There's nothing new or unnamed under the sun.
Genre is a grouping together of similar things: horror films, cowboy films, horror-cowboy films, and so on. And within an era or movement, a single idea might be expressed through image, cinema, literature and music - making it accessible in several different ways.
Genre is great for religion-building:
- Step one - identify a mood, feeling, lesson, value, or experience you wish to reverence through your craft.
- Step two - find an artwork evoking it.
- Step three - find out what this movement is called, and who else was creating things like it
(Like most people with ADHD, I am so easily tired that learning to automate processes is essential. See what we've done: from a single book, a genre name. From a genre name, a list of 40 books which I can then seek out one by one).
Any genre big enough will already have masterlists of recommended content; and often, articles or essays by master thinkers and researchers delving into the details, writing about your religion with a power and complexity to which you can only aspire.
Now, what I've discovered about genre is it basically only says one thing. In other words, you only really need to see one Folk Horror film to grok the principles of Fencraft which the genre evokes. But! Paganisms are experiential, not intellectual; a list of 40 folk horror films allows me to be consistently immersed in new content evoking these states. And yes, occasionally, I'll have a new idea, or a new set of phrases, to show for it.
The Reading List is a form of meditation, so a genre is a way to continually return to an idea expressed in different hands, from different angles - it's an exploration.

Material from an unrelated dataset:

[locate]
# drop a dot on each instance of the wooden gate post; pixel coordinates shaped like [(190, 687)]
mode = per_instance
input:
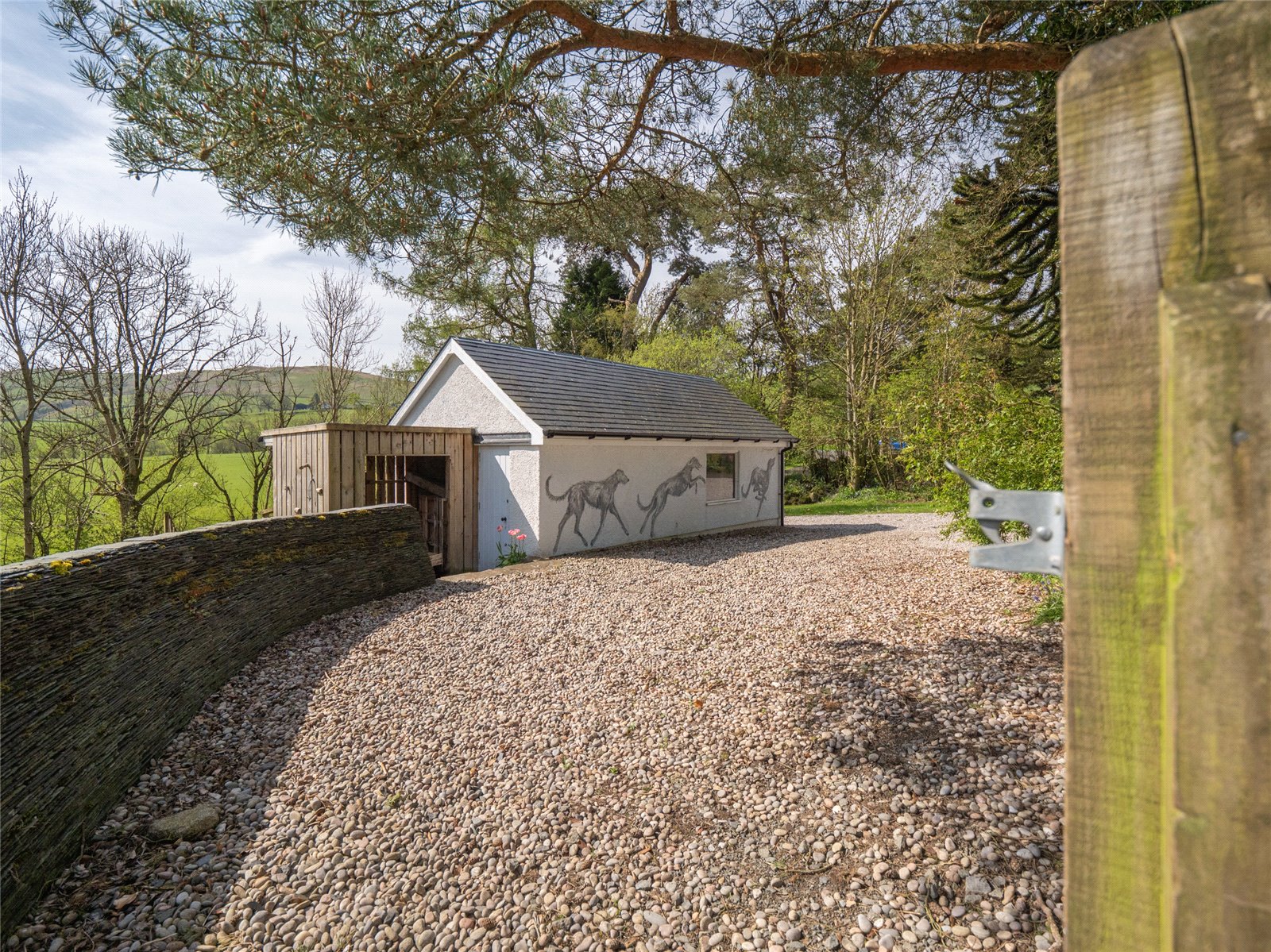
[(1166, 239)]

Genre is also a way to make religion-building a collective endeavour. Art evokes moods and responses. What one person sees in an artwork might be very different from another: and so from the outset our "sacred texts" invite conversation and different responses. Similarly, genres are huge - if I send my flock out to seek folk horror, then I no longer have control over the liturgy and canon. Anyone can watch, and contribute a recommendation, for something obscure or significant they have found. It's a way to set a unified direction for a group which is still flexible and collaborative.